Melanie has bladed high heels. Sometimes I just don't even. Seeing as I'm not sure how you'd put a gun in a shoe, I can only presume they can glow funny colours, like those ones that lit up as you walked that you always wanted as a kid.
Some conservation of ninjutsu still applies, as Melanie is a more dangerous opponent once Miltia is discarded through another interior fixture. Nonetheless they are minibosses, fated for defeat, and Motorcyclist advances to the final boss: Junior with an MLRS bazooka and music not yet heard in these trailers. (Watch closely and you'll see Melanie getting up and leaving.)
The bazooka is an MLRS that fires the wimpiest rockets I've ever seen. People just don't realise how dangerous explosions are.
Which is more anime: deflecting bullets with your sword, or prematurely detonating rockets with your gauntleted fists?
The bazooka is also a telescoping club.
What? Motorcyclist is evolving! Now her hair's on fire! How does that even work?
RIP bazooka. But in exchange he tore some of her hair out. But, in accordance with conservation of ninjutsu, that just makes the rest of it
more on fire.
And h*ck your entire club. Motorcyclist punches Junior out of the first-floor window for the KO, then follows to check he's actually out. Also there is Red. Remember her?
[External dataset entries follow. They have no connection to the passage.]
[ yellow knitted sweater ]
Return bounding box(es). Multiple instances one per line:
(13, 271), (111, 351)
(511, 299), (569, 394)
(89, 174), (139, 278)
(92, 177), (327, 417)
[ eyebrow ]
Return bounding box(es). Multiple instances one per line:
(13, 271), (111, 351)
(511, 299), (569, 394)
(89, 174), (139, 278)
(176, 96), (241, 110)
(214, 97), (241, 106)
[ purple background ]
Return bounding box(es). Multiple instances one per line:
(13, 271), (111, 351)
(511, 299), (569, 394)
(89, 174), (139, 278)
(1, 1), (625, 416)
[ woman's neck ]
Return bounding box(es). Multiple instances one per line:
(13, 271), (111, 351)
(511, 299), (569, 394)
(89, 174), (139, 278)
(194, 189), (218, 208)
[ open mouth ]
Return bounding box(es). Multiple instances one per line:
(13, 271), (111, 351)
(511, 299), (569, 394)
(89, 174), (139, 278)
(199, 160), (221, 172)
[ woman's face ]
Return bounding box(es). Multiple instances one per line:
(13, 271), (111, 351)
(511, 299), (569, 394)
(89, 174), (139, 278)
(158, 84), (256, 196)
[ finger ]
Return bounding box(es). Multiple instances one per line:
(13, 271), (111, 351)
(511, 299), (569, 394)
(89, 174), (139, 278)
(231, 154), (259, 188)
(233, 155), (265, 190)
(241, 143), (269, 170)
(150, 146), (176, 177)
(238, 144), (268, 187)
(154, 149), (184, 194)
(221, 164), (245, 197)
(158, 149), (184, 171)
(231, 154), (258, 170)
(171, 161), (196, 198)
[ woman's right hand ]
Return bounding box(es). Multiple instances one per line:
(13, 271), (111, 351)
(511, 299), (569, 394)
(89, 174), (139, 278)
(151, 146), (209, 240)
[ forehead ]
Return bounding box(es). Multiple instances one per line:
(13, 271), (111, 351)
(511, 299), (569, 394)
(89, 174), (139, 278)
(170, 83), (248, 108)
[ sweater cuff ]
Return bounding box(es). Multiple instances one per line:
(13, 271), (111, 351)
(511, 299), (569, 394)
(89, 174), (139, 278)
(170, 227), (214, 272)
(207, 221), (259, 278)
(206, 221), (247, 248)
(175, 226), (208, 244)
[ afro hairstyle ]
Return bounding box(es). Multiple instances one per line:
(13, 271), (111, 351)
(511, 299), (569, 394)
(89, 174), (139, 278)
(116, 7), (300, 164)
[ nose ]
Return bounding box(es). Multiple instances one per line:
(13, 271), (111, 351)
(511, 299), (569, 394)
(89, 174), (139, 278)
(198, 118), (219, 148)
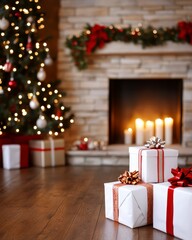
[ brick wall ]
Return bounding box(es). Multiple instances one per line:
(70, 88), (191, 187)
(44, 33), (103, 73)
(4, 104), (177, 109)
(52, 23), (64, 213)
(58, 0), (192, 149)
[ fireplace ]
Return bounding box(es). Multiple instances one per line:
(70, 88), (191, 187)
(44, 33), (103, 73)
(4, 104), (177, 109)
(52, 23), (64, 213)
(109, 78), (183, 145)
(58, 39), (192, 150)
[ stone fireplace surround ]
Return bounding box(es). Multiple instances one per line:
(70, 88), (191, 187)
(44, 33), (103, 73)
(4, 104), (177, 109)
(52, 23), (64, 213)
(62, 42), (192, 165)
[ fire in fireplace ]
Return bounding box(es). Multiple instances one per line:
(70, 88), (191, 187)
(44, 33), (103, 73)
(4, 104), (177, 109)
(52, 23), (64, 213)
(109, 79), (183, 145)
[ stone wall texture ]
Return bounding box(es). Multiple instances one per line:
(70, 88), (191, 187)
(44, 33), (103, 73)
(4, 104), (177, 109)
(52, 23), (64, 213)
(58, 0), (192, 149)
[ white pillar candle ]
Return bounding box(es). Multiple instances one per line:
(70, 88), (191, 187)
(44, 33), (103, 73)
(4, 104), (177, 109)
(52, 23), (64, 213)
(145, 120), (154, 141)
(124, 128), (133, 144)
(135, 118), (144, 145)
(164, 117), (173, 145)
(155, 118), (163, 140)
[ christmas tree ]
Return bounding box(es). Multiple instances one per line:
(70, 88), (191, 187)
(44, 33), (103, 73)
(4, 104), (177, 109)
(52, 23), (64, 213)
(0, 0), (74, 137)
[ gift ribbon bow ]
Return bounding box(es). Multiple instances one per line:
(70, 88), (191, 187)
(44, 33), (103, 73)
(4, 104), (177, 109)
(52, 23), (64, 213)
(168, 167), (192, 187)
(118, 170), (141, 185)
(145, 136), (165, 149)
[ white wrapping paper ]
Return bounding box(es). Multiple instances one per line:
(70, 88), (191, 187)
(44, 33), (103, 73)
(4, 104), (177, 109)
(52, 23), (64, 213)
(2, 144), (20, 169)
(29, 138), (65, 167)
(153, 182), (192, 240)
(129, 147), (178, 183)
(104, 181), (153, 228)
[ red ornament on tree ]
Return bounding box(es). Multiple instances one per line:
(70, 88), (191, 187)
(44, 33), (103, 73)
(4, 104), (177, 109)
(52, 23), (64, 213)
(72, 40), (78, 46)
(4, 60), (13, 72)
(10, 104), (16, 113)
(8, 77), (17, 89)
(55, 108), (62, 117)
(15, 12), (21, 18)
(26, 36), (32, 51)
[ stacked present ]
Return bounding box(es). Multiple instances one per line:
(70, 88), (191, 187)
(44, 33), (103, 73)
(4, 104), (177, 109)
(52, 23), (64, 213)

"Yay?" she says, presumably sarcastically but I'll need more context. "Is that you?" she asks, confusing me immensely.
"Yang?" she asks, "is that you?"
{{The end of "Yang" is barely pronounced at all. If I knew as little as I pretended to, I'd be totally unable to realise it was a name - see above strikethrough.}}
Motorcyclist, now known to be named Yang, addresses Red as "sis".
Red has an unusually high-pitched voice. I'm not sure if it's irritating or adorable.
This shot composition leaves me with so very many questions. Firstly, are there two moons (one intact, one half-shattered), or one moon (half-shattered) and an incredibly dim setting sun, or one moon (half-shattered) and some tall spherical artificial light, or some other arrangement entirely?
No Yang, it's not a long story. You assaulted a guy before you asked him the one question you came to ask him, and then picked a needless fight with him and literally all his goons, some of whom didn't even use the generic goon character model.